En cambio, sobre los cohetes o cuetes, los petardos, no hay duda alguna, y comenzaron a estallar desde la entrada de Max y Carla a la ciudad de México bajo las mismísimas patas de los caballos que tiraban de la carroza imperial. Un día el monarca español Fernando VII le preguntó a un visitante mexicano: «¿Qué piensa usted que están haciendo sus paisanos en estos momentos?». «Tronando cuetes, Su Majestad». Algunas horas después, el monarca español repitió su pregunta y el mexicano dio la misma respuesta. Así varias veces. Y Carlota lo aprendió esa noche: para los mexicanos toda fiesta o conmemoración, cualquier pretexto, era ocasión para hacer estallar cohetes y petardos ensordecedores por horas, días enteros, años, sin acabar nunca.
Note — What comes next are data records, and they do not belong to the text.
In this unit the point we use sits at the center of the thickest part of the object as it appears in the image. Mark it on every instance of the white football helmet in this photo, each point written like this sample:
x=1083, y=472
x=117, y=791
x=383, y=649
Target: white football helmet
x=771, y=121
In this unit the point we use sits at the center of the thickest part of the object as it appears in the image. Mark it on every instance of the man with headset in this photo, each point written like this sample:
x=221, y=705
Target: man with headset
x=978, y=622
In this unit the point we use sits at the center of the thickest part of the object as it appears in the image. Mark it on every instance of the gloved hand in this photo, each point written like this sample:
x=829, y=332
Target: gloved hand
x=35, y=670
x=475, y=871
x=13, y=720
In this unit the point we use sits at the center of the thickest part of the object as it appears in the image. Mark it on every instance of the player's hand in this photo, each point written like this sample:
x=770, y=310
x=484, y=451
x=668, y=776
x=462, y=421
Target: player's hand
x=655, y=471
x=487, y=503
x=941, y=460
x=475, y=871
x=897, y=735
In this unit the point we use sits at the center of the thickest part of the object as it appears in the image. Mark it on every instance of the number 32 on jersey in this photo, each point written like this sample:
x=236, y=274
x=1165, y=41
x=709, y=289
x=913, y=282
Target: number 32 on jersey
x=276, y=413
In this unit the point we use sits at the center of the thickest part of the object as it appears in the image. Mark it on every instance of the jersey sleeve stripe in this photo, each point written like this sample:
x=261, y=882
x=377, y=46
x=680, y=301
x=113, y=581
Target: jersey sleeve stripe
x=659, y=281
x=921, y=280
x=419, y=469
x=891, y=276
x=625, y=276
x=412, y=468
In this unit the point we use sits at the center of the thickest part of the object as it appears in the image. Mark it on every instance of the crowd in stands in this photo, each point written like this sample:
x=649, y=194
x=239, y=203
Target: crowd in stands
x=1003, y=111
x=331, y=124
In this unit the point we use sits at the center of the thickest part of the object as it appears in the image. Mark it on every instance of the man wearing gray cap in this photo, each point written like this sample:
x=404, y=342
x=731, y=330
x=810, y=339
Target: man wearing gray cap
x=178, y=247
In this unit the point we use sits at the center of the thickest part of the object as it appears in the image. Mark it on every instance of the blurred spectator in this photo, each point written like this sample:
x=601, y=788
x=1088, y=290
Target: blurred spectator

Y así fue, hasta el alba, esa no era la única razón por la cual la Emperatriz no podía pegar los ojos. Porque también lo de las chinches fue verdad: apenas Maximiliano y Carlota se disponían a dormir, cuando comenzaron a sentir la picazón. Llamaron a la servidumbre, encendieron las luces, levantaron las mantas: el lecho imperial estaba invadido de chinches, docenas de ellas, legiones, unas pálidas y planas, otras gordas y rojas, relucientes, ahítas ya de sangre borbona y sangre habsburga. Carlota pasó la noche en un sillón. Maximiliano, en busca de otra cama, caminó por aquellas salas, salones y galerías que antes había recorrido con los dedos sobre el plano del palacio: la Galería de Pinturas, la Sala de Carlos V, la Sala de Yucatán, el Comedor. Al fin encontró un billar. Contempló las paredes desnudas, y recordó la sala de billar de Schönbrunn con sus dos murales que conmemoraban la creación de la Orden de María Teresa, tras la victoria de Federico II en la Batalla de Kolín. Se trepó después a la mesa, y allí en una mesa de billar alfombrada de paño azul, pasó su primera noche en la ciudad de México el Emperador Fernando Maximiliano I. ¿Y el ministro de Instrucción Pública toga de seda violeta bordada con palmas de oro, muceta de armiño, Don Joaquín? ¿Y las condecoraciones al Mérito Civil y Militar en bandeja de plata, General Almonte? ¿Y la faja del presidente de la Corte de Apelación de seda blanca con bellotas doradas, como en Francia? Porque no pretenderás que cambiemos las bellotas por tunas verdes o chayotes con espinas, ¿verdad, Carla, Carlota querida, mia cara carissima Carla?